No, they aren't doing it at all, "look at chair" will look for an object named "at chair" in your vicinity. :)

Although that probably would be demoralizing and thus all of the hours would have been saved, including the ones for playing.

The whole practice largely died out by now. You can still find isolated pockets, but now it's a very esoteric environment. Which is kind of a shame, because it was a system specifically tailored to roleplaying in textual form, and whenever I look at what people call roleplaying today and how they struggle to do it in forums and on social networking platforms, neither designed nor suitable for the task, I want to cry.

Sometimes, I feel like reimplementing the whole thing from scratch with a dedicated browser-based client, capable of rich text, blackjack and hookers. But then I lie down and wait for the feeling to pass. :)

4005847

I guess I'd need to learn hunchentoot, cl-who and parenscript for the whole browser-based client

I hear, Clojure compiled to javascript is the in thing these days if you really need to do it in Lisp. :) And the server-side could be written the same way for nodejs, to make use of the numerous low-level libraries... I'm not doing this because it would take quite a long time to make it work, but the moment where it could become popular is really in the past.

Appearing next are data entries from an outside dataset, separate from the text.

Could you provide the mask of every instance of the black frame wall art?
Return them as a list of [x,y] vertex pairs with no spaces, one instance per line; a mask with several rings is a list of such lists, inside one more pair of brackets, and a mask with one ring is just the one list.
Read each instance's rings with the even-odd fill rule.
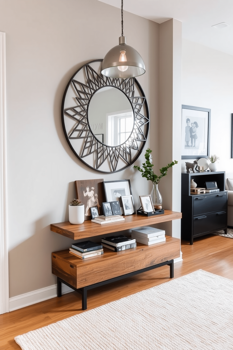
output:
[[211,111],[182,105],[181,159],[207,158],[210,155]]
[[233,158],[233,113],[231,113],[231,158]]

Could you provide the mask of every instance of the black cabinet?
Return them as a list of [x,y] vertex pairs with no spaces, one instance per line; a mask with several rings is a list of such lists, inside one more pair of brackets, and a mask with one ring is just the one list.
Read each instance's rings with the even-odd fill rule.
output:
[[[218,192],[191,194],[191,179],[197,187],[205,188],[206,181],[216,181]],[[227,192],[225,172],[181,173],[181,238],[193,243],[194,238],[220,230],[227,231]]]

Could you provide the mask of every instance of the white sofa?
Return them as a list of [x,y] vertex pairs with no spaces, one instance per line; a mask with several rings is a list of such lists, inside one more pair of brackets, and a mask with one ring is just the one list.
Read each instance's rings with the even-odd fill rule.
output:
[[227,226],[233,227],[233,176],[226,178],[226,190],[228,192]]

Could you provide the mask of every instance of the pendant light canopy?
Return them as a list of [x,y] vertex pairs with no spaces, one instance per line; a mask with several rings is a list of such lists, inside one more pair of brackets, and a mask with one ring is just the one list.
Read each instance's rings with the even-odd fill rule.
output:
[[146,71],[143,60],[137,51],[126,45],[123,35],[123,0],[121,1],[122,35],[119,45],[111,49],[102,63],[101,73],[111,78],[131,78],[144,74]]

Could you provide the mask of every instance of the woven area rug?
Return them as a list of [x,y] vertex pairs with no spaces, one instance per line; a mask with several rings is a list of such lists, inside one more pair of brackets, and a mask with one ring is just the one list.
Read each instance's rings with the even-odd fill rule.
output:
[[213,234],[217,234],[218,236],[223,236],[223,237],[227,237],[228,238],[233,238],[233,229],[227,229],[227,233],[226,234],[225,234],[225,232],[223,230],[221,231],[214,232]]
[[232,350],[233,281],[202,270],[16,337],[23,350]]

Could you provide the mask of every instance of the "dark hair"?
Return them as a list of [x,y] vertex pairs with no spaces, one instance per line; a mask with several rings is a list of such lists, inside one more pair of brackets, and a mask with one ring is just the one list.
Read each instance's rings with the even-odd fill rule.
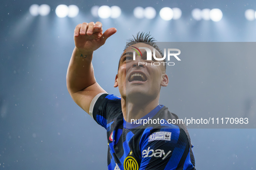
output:
[[[145,43],[149,45],[151,45],[153,47],[155,48],[156,50],[157,50],[158,52],[159,52],[162,57],[163,57],[164,55],[163,54],[163,53],[162,52],[162,50],[160,49],[159,47],[157,46],[156,43],[156,40],[155,39],[154,37],[152,37],[151,35],[150,35],[149,34],[150,34],[150,32],[149,32],[148,33],[145,33],[143,32],[139,32],[137,33],[137,35],[136,36],[136,37],[134,37],[134,36],[133,35],[133,38],[130,38],[129,40],[127,40],[128,42],[127,43],[126,43],[126,44],[124,47],[123,51],[124,51],[124,50],[129,47],[135,44],[139,43]],[[165,60],[165,59],[163,60],[163,62],[166,62],[166,60]],[[119,69],[120,65],[120,60],[119,60],[119,63],[118,63],[118,69]],[[166,69],[166,64],[165,64],[165,69]]]

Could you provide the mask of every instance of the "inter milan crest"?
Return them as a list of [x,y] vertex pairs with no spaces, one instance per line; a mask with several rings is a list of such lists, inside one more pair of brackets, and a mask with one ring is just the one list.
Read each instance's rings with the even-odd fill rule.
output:
[[124,170],[138,170],[138,163],[133,157],[129,156],[125,158],[123,162]]

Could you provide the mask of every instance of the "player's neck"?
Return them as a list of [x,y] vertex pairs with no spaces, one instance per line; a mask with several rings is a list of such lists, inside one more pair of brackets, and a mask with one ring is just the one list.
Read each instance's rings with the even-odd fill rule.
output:
[[143,102],[132,102],[126,98],[122,98],[122,111],[125,121],[130,122],[131,119],[141,119],[159,104],[159,98],[153,100]]

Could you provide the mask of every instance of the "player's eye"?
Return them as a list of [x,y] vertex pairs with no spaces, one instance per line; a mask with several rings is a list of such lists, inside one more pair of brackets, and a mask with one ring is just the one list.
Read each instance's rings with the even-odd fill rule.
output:
[[124,57],[123,58],[123,61],[128,61],[128,60],[133,60],[133,57],[130,57],[130,56],[126,56],[125,57]]

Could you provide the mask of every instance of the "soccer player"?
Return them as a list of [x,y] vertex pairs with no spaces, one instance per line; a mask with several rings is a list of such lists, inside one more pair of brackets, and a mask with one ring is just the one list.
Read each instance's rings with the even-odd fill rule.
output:
[[[146,50],[138,50],[140,47],[155,49],[155,56],[162,57],[153,39],[149,34],[138,34],[126,45],[114,85],[119,88],[119,98],[108,94],[94,76],[93,52],[117,31],[112,28],[103,33],[102,27],[100,22],[76,27],[67,85],[74,101],[107,130],[108,169],[195,170],[186,127],[168,122],[178,116],[159,104],[161,87],[169,82],[166,66],[152,64],[156,61],[154,57],[147,60]],[[133,53],[136,50],[139,52]],[[141,122],[159,118],[163,122]]]

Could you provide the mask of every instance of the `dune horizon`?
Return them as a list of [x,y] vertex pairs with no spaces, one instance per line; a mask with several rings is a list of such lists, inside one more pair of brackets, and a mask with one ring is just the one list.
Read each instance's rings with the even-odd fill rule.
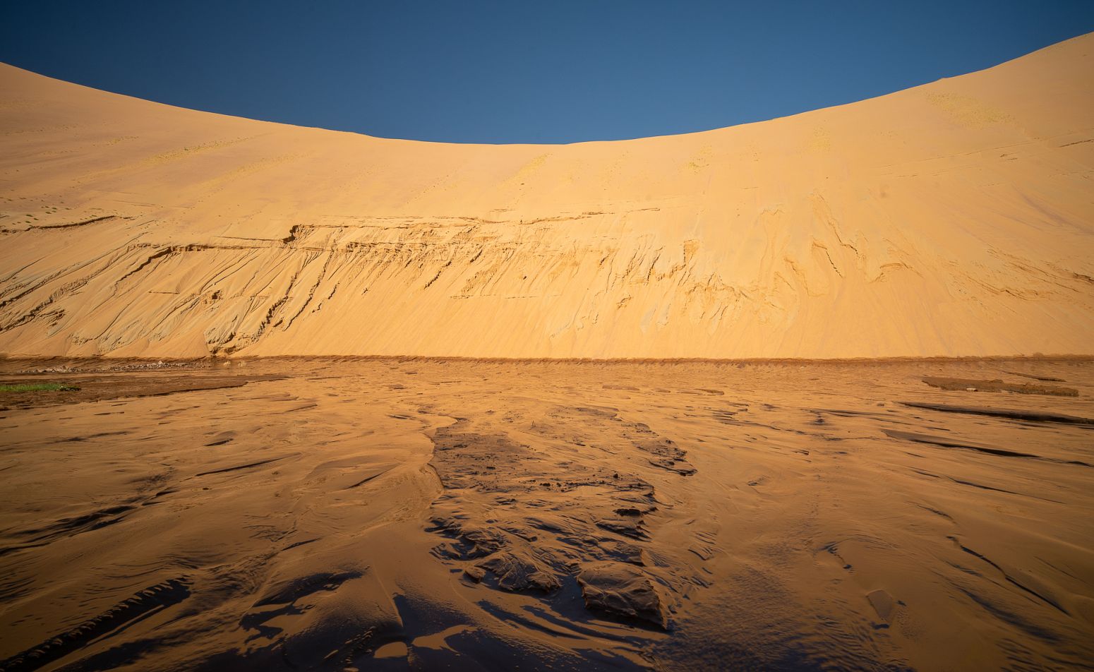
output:
[[0,68],[0,354],[1092,356],[1094,34],[790,117],[389,140]]
[[[473,9],[519,35],[581,4]],[[617,56],[608,4],[573,60]],[[420,8],[254,9],[65,15],[104,44],[156,26],[266,58],[304,14],[300,45],[439,30],[414,62],[364,40],[307,61],[339,81],[469,42]],[[673,14],[652,33],[698,44],[699,10],[741,31],[784,13],[691,9],[628,18]],[[1035,9],[1038,30],[1000,11],[959,46],[1084,15]],[[852,61],[889,35],[904,57],[940,27],[891,26],[910,12],[830,21]],[[21,62],[83,65],[80,35],[24,34]],[[83,71],[142,77],[138,42],[113,46]],[[813,48],[770,45],[790,47],[791,68]],[[208,76],[217,53],[176,65]],[[645,83],[617,60],[635,80],[614,91]],[[259,70],[251,91],[282,73]],[[1090,670],[1092,111],[1094,33],[846,105],[570,144],[291,126],[0,65],[0,672]]]

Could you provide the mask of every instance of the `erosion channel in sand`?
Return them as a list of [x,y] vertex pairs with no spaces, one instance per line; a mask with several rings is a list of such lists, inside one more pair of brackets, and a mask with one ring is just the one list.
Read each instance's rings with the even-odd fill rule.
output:
[[850,105],[385,140],[0,66],[0,352],[1094,355],[1094,36]]

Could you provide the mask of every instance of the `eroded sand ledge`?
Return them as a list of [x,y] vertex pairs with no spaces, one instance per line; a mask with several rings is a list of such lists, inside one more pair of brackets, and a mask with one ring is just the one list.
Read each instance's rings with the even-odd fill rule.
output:
[[1091,360],[0,372],[3,669],[1094,657]]
[[2,66],[0,352],[1092,355],[1092,45],[571,146],[299,128]]

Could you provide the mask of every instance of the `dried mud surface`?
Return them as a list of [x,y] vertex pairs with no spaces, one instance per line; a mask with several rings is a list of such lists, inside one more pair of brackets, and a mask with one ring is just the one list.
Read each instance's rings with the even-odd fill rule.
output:
[[[1076,394],[1003,391],[1031,381]],[[1090,360],[0,360],[0,382],[80,387],[0,396],[0,670],[1094,660]]]

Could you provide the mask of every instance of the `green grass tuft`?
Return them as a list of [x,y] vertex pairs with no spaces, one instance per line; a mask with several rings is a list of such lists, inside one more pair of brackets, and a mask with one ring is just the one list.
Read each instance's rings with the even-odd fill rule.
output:
[[65,383],[19,383],[15,385],[0,385],[0,392],[75,392],[75,385]]

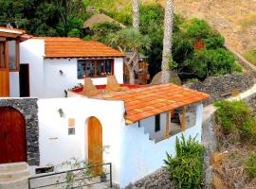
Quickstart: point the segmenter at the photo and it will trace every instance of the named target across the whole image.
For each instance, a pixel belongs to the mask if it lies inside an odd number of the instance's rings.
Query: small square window
[[[160,130],[160,114],[155,116],[155,132]]]
[[[68,135],[75,135],[76,129],[75,128],[68,128]]]
[[[68,119],[68,128],[75,128],[75,119],[74,118],[69,118]]]

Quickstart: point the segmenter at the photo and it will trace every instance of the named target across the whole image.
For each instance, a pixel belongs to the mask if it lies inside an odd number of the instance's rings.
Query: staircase
[[[27,189],[29,176],[27,163],[0,164],[0,189]]]

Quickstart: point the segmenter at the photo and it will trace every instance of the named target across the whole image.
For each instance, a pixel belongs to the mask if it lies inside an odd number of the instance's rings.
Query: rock
[[[160,168],[155,172],[130,183],[125,189],[174,189],[174,184],[166,168]]]
[[[226,160],[227,156],[221,152],[215,152],[211,157],[211,166],[213,169],[219,169]]]
[[[220,179],[216,174],[212,177],[212,187],[215,189],[228,189],[225,181]]]

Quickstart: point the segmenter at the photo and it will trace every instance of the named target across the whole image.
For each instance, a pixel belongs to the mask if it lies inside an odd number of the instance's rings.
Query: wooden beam
[[[7,39],[6,38],[4,38],[4,37],[0,37],[0,42],[6,42],[7,41]]]
[[[6,32],[0,31],[0,36],[1,36],[1,37],[17,38],[17,37],[20,36],[20,35],[21,35],[21,34],[17,34],[17,33],[6,33]]]
[[[166,130],[165,130],[165,138],[170,138],[170,119],[171,119],[171,111],[166,112]]]
[[[186,107],[182,107],[181,131],[186,129]]]

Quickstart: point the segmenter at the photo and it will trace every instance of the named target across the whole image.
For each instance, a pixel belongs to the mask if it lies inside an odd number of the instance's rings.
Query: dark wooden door
[[[96,117],[88,121],[88,161],[92,164],[101,164],[103,162],[102,128]],[[95,175],[101,175],[101,167],[92,171]]]
[[[20,96],[29,95],[29,64],[20,64]]]
[[[0,108],[0,163],[26,161],[25,119],[15,109]]]

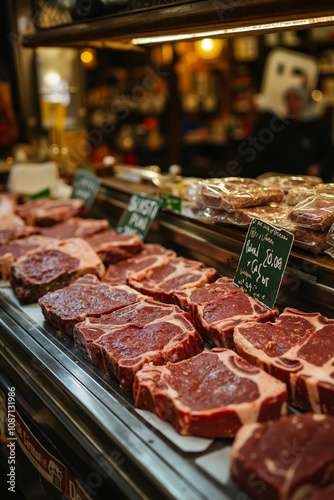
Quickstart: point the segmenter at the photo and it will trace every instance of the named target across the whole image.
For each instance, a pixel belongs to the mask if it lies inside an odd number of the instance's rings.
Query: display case
[[[190,11],[189,5],[157,4],[147,12],[42,29],[25,35],[23,44],[112,47],[132,44],[134,36],[233,35],[334,21],[332,1],[198,1]],[[134,192],[152,194],[152,187],[103,179],[92,216],[115,225]],[[245,236],[239,228],[162,210],[147,241],[233,276]],[[334,260],[293,249],[277,305],[333,317]],[[37,304],[20,304],[8,283],[0,290],[0,366],[1,464],[7,469],[14,453],[14,483],[28,500],[248,498],[230,477],[231,439],[185,438],[138,411],[131,393],[85,360],[71,338],[56,333]],[[11,394],[17,434],[9,441]]]
[[[104,179],[92,216],[116,224],[135,192],[154,194],[154,188]],[[245,235],[161,210],[147,241],[233,276]],[[333,317],[333,259],[293,250],[277,305]],[[230,478],[231,439],[180,436],[136,409],[130,392],[89,363],[72,338],[56,333],[38,304],[20,304],[8,283],[0,312],[0,396],[4,415],[15,391],[16,485],[27,499],[247,498]],[[8,429],[0,423],[1,462],[8,467]]]

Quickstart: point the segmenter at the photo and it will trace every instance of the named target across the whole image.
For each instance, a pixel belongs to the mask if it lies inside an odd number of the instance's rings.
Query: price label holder
[[[161,204],[162,200],[158,198],[140,194],[132,195],[117,224],[117,233],[137,234],[141,240],[144,240]]]
[[[181,198],[179,196],[160,191],[159,198],[162,201],[161,208],[167,208],[174,212],[181,212]]]
[[[234,284],[269,309],[275,305],[293,235],[253,219],[241,252]]]
[[[79,168],[73,183],[71,198],[85,202],[87,210],[91,208],[99,190],[101,179],[88,170]]]
[[[50,198],[51,191],[50,188],[43,189],[43,191],[39,191],[38,193],[34,193],[30,195],[31,200],[38,200],[39,198]]]

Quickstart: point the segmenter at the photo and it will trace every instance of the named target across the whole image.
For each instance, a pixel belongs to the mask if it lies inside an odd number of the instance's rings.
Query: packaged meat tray
[[[171,422],[180,434],[232,437],[249,422],[286,415],[286,387],[229,349],[212,349],[136,373],[139,408]]]
[[[325,231],[334,222],[334,194],[316,194],[296,205],[287,219],[301,227]]]
[[[74,328],[75,345],[89,361],[131,390],[145,363],[162,365],[195,356],[204,342],[190,316],[172,304],[145,298]]]
[[[126,285],[110,286],[93,274],[71,285],[48,292],[38,300],[45,319],[58,332],[73,335],[73,328],[86,317],[98,317],[129,306],[143,296]]]
[[[334,183],[318,184],[313,187],[302,186],[290,189],[285,202],[287,205],[295,206],[309,196],[314,196],[318,193],[334,193]]]
[[[320,500],[333,470],[334,418],[327,415],[246,424],[233,442],[232,478],[254,500]]]
[[[200,334],[216,347],[234,348],[237,325],[270,321],[278,315],[276,307],[270,310],[260,305],[227,277],[201,288],[176,292],[174,297],[189,312]]]
[[[329,247],[326,231],[314,231],[292,223],[283,223],[281,227],[293,234],[295,247],[320,254],[325,253]]]
[[[213,267],[202,262],[172,257],[167,263],[144,269],[127,278],[127,283],[139,292],[160,302],[174,302],[174,293],[192,287],[201,287],[217,278]]]
[[[173,250],[168,250],[154,243],[147,243],[144,245],[144,249],[134,257],[110,264],[102,281],[110,285],[125,285],[132,274],[139,271],[146,273],[149,269],[166,264],[171,257],[176,257]]]
[[[238,208],[280,203],[284,191],[265,187],[254,179],[227,177],[219,183],[204,181],[198,191],[199,201],[207,207],[234,212]]]
[[[313,187],[322,184],[322,179],[315,175],[282,175],[274,174],[269,176],[258,177],[258,180],[264,186],[279,187],[284,190],[286,194],[290,189],[296,187]]]
[[[53,226],[40,228],[44,236],[60,240],[85,238],[106,229],[109,229],[109,222],[106,219],[82,219],[81,217],[71,217]]]
[[[82,238],[52,239],[49,245],[29,251],[12,265],[10,282],[17,298],[31,303],[84,274],[102,277],[104,272],[101,259]]]
[[[285,308],[234,330],[238,354],[287,384],[293,406],[334,415],[334,319]]]

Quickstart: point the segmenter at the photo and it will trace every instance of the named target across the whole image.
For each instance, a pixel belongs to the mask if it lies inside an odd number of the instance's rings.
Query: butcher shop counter
[[[230,478],[231,439],[180,436],[136,409],[8,283],[0,314],[1,465],[28,500],[248,498]]]
[[[92,215],[116,224],[132,192],[151,189],[105,180]],[[161,210],[147,240],[233,276],[244,238],[238,228]],[[329,257],[293,251],[279,305],[333,317],[333,274]],[[20,304],[8,283],[0,290],[0,367],[1,465],[28,500],[248,500],[230,477],[232,439],[180,436],[137,409],[130,392],[56,333],[37,304]]]
[[[156,188],[151,183],[103,178],[93,215],[106,217],[116,226],[134,193],[154,196]],[[173,248],[180,255],[200,260],[215,267],[221,275],[233,278],[246,233],[244,228],[217,225],[177,212],[160,210],[146,241]],[[277,306],[296,307],[306,312],[317,311],[333,318],[334,259],[327,254],[315,254],[293,247]]]

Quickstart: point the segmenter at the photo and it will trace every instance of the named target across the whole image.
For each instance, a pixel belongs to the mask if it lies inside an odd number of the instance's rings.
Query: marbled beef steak
[[[288,386],[291,404],[334,415],[334,319],[287,307],[234,330],[236,351]]]
[[[71,217],[53,226],[41,228],[41,233],[49,238],[84,238],[93,234],[105,231],[109,228],[106,219],[82,219],[81,217]]]
[[[45,319],[60,333],[73,335],[76,323],[87,316],[101,316],[140,300],[142,295],[126,285],[110,286],[93,274],[49,292],[38,300]]]
[[[99,318],[86,318],[75,326],[73,336],[87,359],[128,390],[145,363],[174,363],[204,348],[189,314],[150,298]]]
[[[231,437],[248,422],[286,415],[286,387],[235,352],[215,348],[167,366],[146,365],[133,385],[139,408],[180,434]]]
[[[53,244],[54,239],[40,234],[32,234],[26,238],[10,240],[0,245],[0,277],[3,280],[10,279],[11,266],[22,255],[34,250]]]
[[[308,500],[334,483],[334,418],[306,413],[243,426],[231,475],[253,500]]]
[[[11,268],[11,285],[22,302],[36,302],[47,292],[69,285],[80,276],[96,274],[105,268],[94,250],[82,238],[54,240],[43,248],[31,250]]]
[[[213,267],[205,267],[202,262],[195,260],[173,257],[159,267],[132,274],[127,282],[155,300],[171,303],[175,292],[204,286],[216,277],[217,271]]]
[[[278,315],[277,308],[269,310],[261,306],[227,277],[201,288],[176,292],[174,297],[211,345],[228,349],[234,347],[233,331],[237,325],[269,321]]]
[[[85,240],[105,266],[129,259],[143,249],[143,243],[136,234],[118,234],[113,229],[85,237]]]
[[[111,285],[125,285],[127,278],[130,278],[132,274],[139,271],[145,274],[148,269],[153,269],[167,263],[171,257],[176,257],[176,253],[173,250],[168,250],[154,243],[147,243],[144,245],[144,249],[131,259],[111,264],[102,281]]]

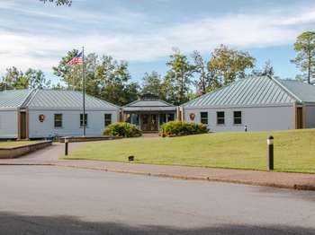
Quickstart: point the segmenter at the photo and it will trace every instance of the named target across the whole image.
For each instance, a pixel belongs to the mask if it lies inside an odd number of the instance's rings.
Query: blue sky
[[[315,29],[313,0],[73,0],[56,7],[37,0],[0,1],[0,74],[15,65],[51,67],[67,51],[111,55],[130,63],[132,79],[164,74],[173,48],[205,57],[220,44],[247,50],[257,67],[270,59],[275,74],[294,77],[292,44]]]

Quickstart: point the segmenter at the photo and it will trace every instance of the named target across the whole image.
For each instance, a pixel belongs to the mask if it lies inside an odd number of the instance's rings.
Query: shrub
[[[160,130],[161,136],[181,136],[188,135],[203,134],[208,132],[204,124],[194,122],[172,121],[164,124]]]
[[[127,122],[118,122],[108,126],[104,129],[104,135],[111,136],[139,137],[141,136],[142,134],[135,125]]]

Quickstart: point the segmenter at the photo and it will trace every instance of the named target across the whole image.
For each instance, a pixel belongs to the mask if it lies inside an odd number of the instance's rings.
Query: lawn
[[[0,148],[13,148],[39,143],[40,141],[6,141],[0,142]]]
[[[274,170],[315,173],[315,129],[215,133],[175,138],[88,143],[67,159],[266,170],[266,138],[274,137]]]

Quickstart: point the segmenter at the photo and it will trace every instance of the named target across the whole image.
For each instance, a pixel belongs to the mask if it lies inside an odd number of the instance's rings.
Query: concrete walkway
[[[82,143],[71,143],[69,151]],[[315,190],[315,174],[267,172],[247,170],[196,168],[184,166],[148,165],[84,160],[59,160],[64,154],[64,144],[51,147],[14,160],[0,160],[0,165],[54,165],[81,169],[131,173],[184,179],[200,179],[285,188]]]

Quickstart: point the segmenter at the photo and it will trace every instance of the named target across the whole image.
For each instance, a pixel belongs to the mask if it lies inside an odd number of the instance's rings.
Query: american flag
[[[82,63],[82,60],[83,60],[83,52],[78,54],[76,57],[73,57],[69,62],[67,63],[67,65],[68,66],[76,65],[79,63]]]

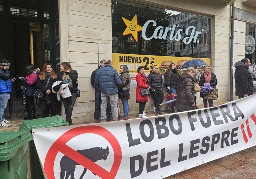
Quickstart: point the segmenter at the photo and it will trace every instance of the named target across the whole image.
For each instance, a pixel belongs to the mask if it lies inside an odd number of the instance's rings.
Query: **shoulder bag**
[[[76,92],[76,97],[80,97],[80,90],[78,88],[78,83],[77,83],[77,81],[76,81],[76,84],[77,85],[77,92]]]
[[[120,95],[122,96],[126,97],[129,96],[130,93],[130,86],[128,86],[122,88],[120,91]]]
[[[48,80],[47,81],[46,84],[45,85],[45,87],[47,88],[47,87],[48,86],[48,84],[49,84],[49,82],[50,81],[50,79],[51,78],[50,77],[49,77],[48,78]],[[45,98],[45,93],[41,91],[39,89],[37,89],[36,91],[35,92],[34,94],[34,96],[35,96],[37,99],[44,99]]]
[[[206,99],[217,100],[218,98],[218,89],[213,88],[210,93],[205,95],[203,98]]]

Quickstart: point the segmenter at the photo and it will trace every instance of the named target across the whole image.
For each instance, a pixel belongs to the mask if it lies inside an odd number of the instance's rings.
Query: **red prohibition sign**
[[[114,161],[110,172],[89,160],[66,145],[75,137],[86,133],[97,134],[105,139],[114,152]],[[54,165],[58,152],[60,152],[79,163],[102,178],[114,178],[121,163],[121,148],[115,137],[106,129],[99,126],[86,126],[73,128],[63,133],[52,144],[45,157],[44,169],[48,178],[55,179]],[[60,171],[59,172],[60,173]]]

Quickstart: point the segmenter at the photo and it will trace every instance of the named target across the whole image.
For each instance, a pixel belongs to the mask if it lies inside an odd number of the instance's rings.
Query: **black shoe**
[[[157,109],[154,107],[153,107],[153,111],[154,111],[154,113],[155,114],[158,114],[158,112],[157,112]]]

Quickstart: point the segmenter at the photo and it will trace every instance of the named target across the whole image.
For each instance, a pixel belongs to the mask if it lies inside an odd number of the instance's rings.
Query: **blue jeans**
[[[4,110],[9,98],[10,93],[0,93],[0,122],[4,120]]]
[[[176,91],[176,89],[174,88],[170,88],[170,92],[171,93],[173,93],[176,95],[177,95],[177,91]],[[175,107],[175,105],[176,104],[176,101],[175,101],[173,102],[173,107],[172,107],[172,108],[173,108],[174,107]]]
[[[121,99],[123,106],[124,107],[124,117],[127,117],[128,116],[128,113],[129,112],[129,104],[128,103],[128,99]]]
[[[93,116],[95,120],[99,120],[100,116],[100,105],[101,103],[101,93],[95,92],[94,97],[95,98],[95,108]],[[111,119],[112,114],[111,114],[111,107],[110,106],[110,99],[108,99],[107,104],[107,119]]]

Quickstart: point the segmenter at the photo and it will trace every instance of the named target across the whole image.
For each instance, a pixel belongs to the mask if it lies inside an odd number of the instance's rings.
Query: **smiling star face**
[[[124,35],[131,34],[134,40],[138,41],[138,32],[142,30],[142,27],[138,25],[137,14],[135,14],[131,21],[122,18],[123,21],[126,26],[126,28],[123,33]]]

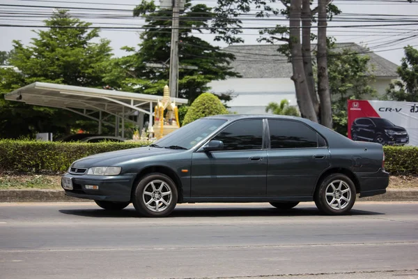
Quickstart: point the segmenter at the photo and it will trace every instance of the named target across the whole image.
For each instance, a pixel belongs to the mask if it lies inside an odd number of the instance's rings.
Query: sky
[[[36,36],[31,30],[37,29],[2,25],[43,25],[42,20],[49,17],[54,10],[53,7],[68,8],[70,13],[81,17],[82,20],[93,23],[93,26],[137,27],[144,22],[142,19],[132,17],[132,10],[139,3],[140,0],[0,0],[0,51],[12,50],[13,40],[28,45],[31,38]],[[192,0],[192,3],[214,6],[216,0]],[[418,48],[418,2],[410,3],[406,0],[334,0],[334,3],[342,10],[342,14],[334,17],[335,21],[329,22],[327,34],[333,36],[337,43],[353,42],[369,47],[371,51],[396,64],[400,64],[403,56],[404,46],[410,45]],[[156,4],[159,4],[158,1]],[[282,6],[280,3],[272,6]],[[79,10],[79,8],[90,10]],[[27,12],[28,15],[16,17],[13,15],[16,11]],[[97,18],[98,16],[100,18]],[[251,15],[246,17],[250,17]],[[254,15],[252,17],[244,21],[245,27],[272,27],[276,24],[288,24],[288,21],[284,19],[271,17],[254,20]],[[365,22],[372,19],[378,20]],[[376,26],[388,24],[397,25]],[[366,25],[371,26],[367,27]],[[351,27],[336,27],[341,26]],[[121,47],[135,47],[140,43],[140,29],[134,29],[102,30],[100,36],[110,40],[114,54],[121,56],[126,53]],[[224,43],[213,41],[213,35],[204,33],[197,36],[213,45],[227,46]],[[259,44],[257,38],[260,36],[257,30],[245,29],[242,36],[245,45]]]

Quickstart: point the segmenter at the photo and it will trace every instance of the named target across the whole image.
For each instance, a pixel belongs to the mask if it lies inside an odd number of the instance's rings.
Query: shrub
[[[418,174],[418,147],[384,146],[385,168],[391,174]]]
[[[183,125],[188,124],[199,118],[227,114],[228,110],[216,96],[210,93],[203,93],[197,97],[189,107]]]
[[[72,162],[93,154],[140,147],[148,142],[59,142],[0,140],[0,170],[63,172]]]

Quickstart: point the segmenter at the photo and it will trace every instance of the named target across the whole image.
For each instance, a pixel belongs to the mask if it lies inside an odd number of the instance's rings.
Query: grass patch
[[[62,189],[61,176],[3,173],[0,176],[0,190],[7,189]]]

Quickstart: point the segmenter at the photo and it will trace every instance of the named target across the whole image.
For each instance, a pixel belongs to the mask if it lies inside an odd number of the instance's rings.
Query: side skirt
[[[183,202],[312,202],[311,196],[303,197],[184,197]]]

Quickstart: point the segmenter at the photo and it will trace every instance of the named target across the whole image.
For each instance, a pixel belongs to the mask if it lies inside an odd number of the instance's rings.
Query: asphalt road
[[[171,217],[91,203],[0,204],[0,278],[418,278],[418,203],[182,204]]]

What do you think of the following?

The idea of a custom delimiter is clever, but I'm not sure it really fits the problem domain. In fact, I suggest you check out the code and play around with the thing, maybe you'll understand better what's it all for. :)

Maybe these should be tweets! I'd certainly follow and RT.

The dominant religion among ponies is stereotheism.

At least up until the end of Season 3, when they switched to SurroundSound. :trollestia:

4007290

Tweets are way too transient, they get forgotten in hours. :)

4002995
Rarity Transubstantiates

4295864

...but into what? :)

4295869 She has the essence of divinity, but the accidents of an ordinary marshmallow.

4295923

A very rarefied marshmallow, you mean. :)

Max Factor is a valid pony name. He’s a scientist, not a stylist.

As I've seen in some other 'fic whose name escapes me at the moment, so is "Cloud Strife"
4004403
The Look command should not, generally, take time. It often makes for interface problems. But that would be very Pinkie, yeah…

What, we're not proclaiming Pinkie as a Malbolge writer? Access to an oracle would make it substantially easier to program in, after all… :pinkiecrazy:

4307443

As I’ve seen in some other ’fic whose name escapes me at the moment, so is “Cloud Strife”

I actually went so far as to acquire a large list of modern US first and last names and filter out those which are dictionary words, in an effort to produce a generator of hybrid pony-human names – that is, names which would sound normal, if a bit nonsensical, for ponies, but be normal human names at the same time. I’m not exactly done with this generator, but one of my favorite results is “Melody Fryer.” :)

The Look command should not, generally, take time. It often makes for interface problems. But that would be very Pinkie, yeah…

Considering the telnet protocol, there are always microseconds involved…

What, we’re not proclaiming Pinkie as a Malbolge writer? Access to an oracle would make it substantially easier to program in, after all… :pinkiecrazy:

Malbolge is a deliberately obtuse language nobody actually used to produce something practical. MUSHCode was and remains a practically applied language that also happens to be crazy. I think this distinction is quite important here, Pinkie isn’t crazy for the sake of crazy, she’s crazy because it’s funny. :)

4307458
I ancipate you Thinking about Canon with Pinkie at some point, especially for her appearances in the wrong sides of mirrors, obvious teleportation and space-mangling effects, outspeeding Dashie, inventing a flying machine, ability to defy gravity (slides up slide), tails-mode-flight…

…the fanon Eldritch-Horror Pinkie may have been in mind when I suggested Malbolge.

But I meant that the look command should not consume game-time, though obviously that's not a thing that'll work as well in a MUSH as in 1P IF.